Читать «Трижды содрогнувшаяся земля» онлайн - страница 18

Иоганнес Роберт Бехер

Кажется, впервые в жизни он мог подумать о себе, и теперь он стал отчитываться перед собой в прожитом. И он не переставал удивляться тому, как бессмысленно он провел свои дни. Иногда он начинал сомневаться, он ли это, или какая-то призрачная тень, — настолько странным и чужим казалось ему его собственное прошлое. Он разражался хохотом, когда вспоминал о своей хваленой деловитости и успешной деятельности; ничто не выдерживало проверки, которой он подвергал себя. Отвратительными представлялись ему теперь его бессмысленные действия, служившие единственной цели: обеспечить себе «приличные» доходы и накопить основательное состояние. Отдых и развлечения, которые он разрешал себе, казались ему теперь глупыми и скучными.

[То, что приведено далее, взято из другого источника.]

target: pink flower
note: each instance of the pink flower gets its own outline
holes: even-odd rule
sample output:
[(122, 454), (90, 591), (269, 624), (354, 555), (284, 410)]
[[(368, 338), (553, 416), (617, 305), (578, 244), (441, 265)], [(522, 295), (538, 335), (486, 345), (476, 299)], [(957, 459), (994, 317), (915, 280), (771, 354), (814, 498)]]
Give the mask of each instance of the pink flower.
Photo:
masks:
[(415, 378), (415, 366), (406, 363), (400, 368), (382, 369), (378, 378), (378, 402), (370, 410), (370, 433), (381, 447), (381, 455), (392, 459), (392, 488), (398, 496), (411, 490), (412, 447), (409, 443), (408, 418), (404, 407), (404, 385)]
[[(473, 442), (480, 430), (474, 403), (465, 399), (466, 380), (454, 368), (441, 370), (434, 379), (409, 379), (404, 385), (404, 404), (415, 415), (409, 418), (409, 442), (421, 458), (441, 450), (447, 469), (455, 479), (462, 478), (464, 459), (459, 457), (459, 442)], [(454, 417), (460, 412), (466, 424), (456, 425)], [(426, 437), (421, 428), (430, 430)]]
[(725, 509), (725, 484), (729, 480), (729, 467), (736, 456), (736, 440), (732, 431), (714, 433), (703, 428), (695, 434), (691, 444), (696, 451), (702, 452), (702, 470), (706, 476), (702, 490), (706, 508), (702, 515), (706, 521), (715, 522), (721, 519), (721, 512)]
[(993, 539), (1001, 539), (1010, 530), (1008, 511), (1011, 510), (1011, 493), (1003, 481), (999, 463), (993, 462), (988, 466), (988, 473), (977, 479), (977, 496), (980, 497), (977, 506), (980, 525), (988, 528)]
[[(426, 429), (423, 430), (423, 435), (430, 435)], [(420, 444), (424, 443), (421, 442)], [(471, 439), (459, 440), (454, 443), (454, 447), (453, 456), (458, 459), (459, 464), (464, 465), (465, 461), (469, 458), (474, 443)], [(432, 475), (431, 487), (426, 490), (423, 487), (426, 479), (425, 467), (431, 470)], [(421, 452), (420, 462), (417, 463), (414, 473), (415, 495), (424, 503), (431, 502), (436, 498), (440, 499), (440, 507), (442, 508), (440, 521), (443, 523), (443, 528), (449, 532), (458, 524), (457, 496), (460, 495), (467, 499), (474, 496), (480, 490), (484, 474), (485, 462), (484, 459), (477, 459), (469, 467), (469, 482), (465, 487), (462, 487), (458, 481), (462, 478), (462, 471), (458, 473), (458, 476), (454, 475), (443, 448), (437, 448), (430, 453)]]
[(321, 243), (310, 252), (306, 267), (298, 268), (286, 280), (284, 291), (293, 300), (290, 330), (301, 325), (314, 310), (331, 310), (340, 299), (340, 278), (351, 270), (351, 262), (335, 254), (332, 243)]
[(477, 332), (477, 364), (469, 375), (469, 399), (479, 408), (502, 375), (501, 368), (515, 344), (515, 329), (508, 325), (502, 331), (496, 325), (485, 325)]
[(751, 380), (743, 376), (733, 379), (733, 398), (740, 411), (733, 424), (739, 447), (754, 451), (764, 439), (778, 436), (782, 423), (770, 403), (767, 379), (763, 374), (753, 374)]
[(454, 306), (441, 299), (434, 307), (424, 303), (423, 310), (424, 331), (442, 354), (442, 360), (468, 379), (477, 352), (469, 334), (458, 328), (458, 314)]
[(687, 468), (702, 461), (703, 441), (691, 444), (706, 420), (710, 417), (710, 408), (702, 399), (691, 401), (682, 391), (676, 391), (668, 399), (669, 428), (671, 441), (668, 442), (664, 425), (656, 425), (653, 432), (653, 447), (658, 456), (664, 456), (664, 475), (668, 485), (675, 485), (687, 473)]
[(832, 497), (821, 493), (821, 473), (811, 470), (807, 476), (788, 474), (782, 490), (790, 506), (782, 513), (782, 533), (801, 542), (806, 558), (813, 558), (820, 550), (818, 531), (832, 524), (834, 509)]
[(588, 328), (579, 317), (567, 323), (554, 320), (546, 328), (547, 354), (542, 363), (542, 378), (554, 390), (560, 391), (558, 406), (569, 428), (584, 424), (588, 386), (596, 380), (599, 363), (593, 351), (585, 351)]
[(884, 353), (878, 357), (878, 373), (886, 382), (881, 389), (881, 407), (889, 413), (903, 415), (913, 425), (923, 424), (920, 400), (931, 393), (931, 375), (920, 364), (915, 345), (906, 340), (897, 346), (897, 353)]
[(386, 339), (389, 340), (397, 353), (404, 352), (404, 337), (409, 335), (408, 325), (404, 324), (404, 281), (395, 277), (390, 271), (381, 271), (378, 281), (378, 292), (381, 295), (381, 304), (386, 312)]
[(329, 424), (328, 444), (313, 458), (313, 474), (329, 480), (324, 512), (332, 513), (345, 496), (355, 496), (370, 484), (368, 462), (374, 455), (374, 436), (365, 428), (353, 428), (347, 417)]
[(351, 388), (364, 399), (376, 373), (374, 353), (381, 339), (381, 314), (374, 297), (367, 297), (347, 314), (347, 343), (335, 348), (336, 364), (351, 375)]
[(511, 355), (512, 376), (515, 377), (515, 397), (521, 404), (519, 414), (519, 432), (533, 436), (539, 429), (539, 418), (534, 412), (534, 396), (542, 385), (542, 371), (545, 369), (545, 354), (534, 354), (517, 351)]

«Если я хочу жить дальше, — говорил он себе, — я должен в самой основе изменить свою жизнь, — такого, как прежде, не может и не должно быть». Нежным, примиренным взглядом осматривал он свою камеру, потом его охватывало нетерпенье, он рвался из заключения, он страстно желал жить по-новому…

Но после выхода из тюрьмы он вновь сделался тем же преуспевающим дельцом, каким был прежде. Обет, данный им в камере, был позабыт, ни один человек, ничто вообще не содействовало ему в осуществлении задуманной им перемены в жизни. Сначала он озирался вокруг, как бы взывая о помощи, но друзья высмеивали его и говорили, что он сделался чудаком. И он стал избегать разговоров с собой, как самого дурного, что могло с ним случиться; с головой окунулся он «в жизнь», полную волнений и хлопот.

Иногда, на секунду, вспыхивали у него воспоминания о тюремной камере, она казалась ему единственным лучом света во всем его прошлом; но все, что он делал, и все, что делалось вокруг него, отвлекало от мыслей о себе, и он неудержимо погрязал в потоке дел…

И вот снова оказался он в тюремной камере, — оказался после многих лет деловой жизни. Ему казалось, что он лежит на смертном одре. Камера представлялась ему как бы легендой юношеских времен, а серые стены казались пестрыми коврами, на унылой известке воображение рисовало картины и фрески, каких никогда не было даже среди богатых украшений его роскошной квартиры. Эта камера, которая была для него камерой смерти, казалась ему той, другой жизнью, которой он мог бы жить, если бы… Это могла быть простая, но зато осмысленная жизнь. И камера заставляла его думать о прошлом и вызывала в памяти какие-то райские воспоминания о детстве. «Когда я был ребенком», — шептал он.

Так возвратился он к неоконченному разговору с самим собой и от него к прошлому, из которого ему открывался путь к новой жизни, — он видел теперь этот путь как увлекательное видение: ведь он мог пойти по этой дороге, если бы тогда, когда его выпустили из тюрьмы, он не оказался бы снова с неодолимой силой втянут в прежнюю безжизненную жизнь. Теперь он вновь чувствовал себя свободным, как чувствовал себя тогда, ибо теперь безжизненная жизнь уже не имела власти над ним, и в его сумеречном сознании родственники, которые составляли его ближайшее окружение, и друзья, посещавшие его, и пользовавший его врач — все они превращались в его мысленном взоре в тени, — одной из них был и сам он в той игре теней, которая называется буржуазной жизнью нашего времени.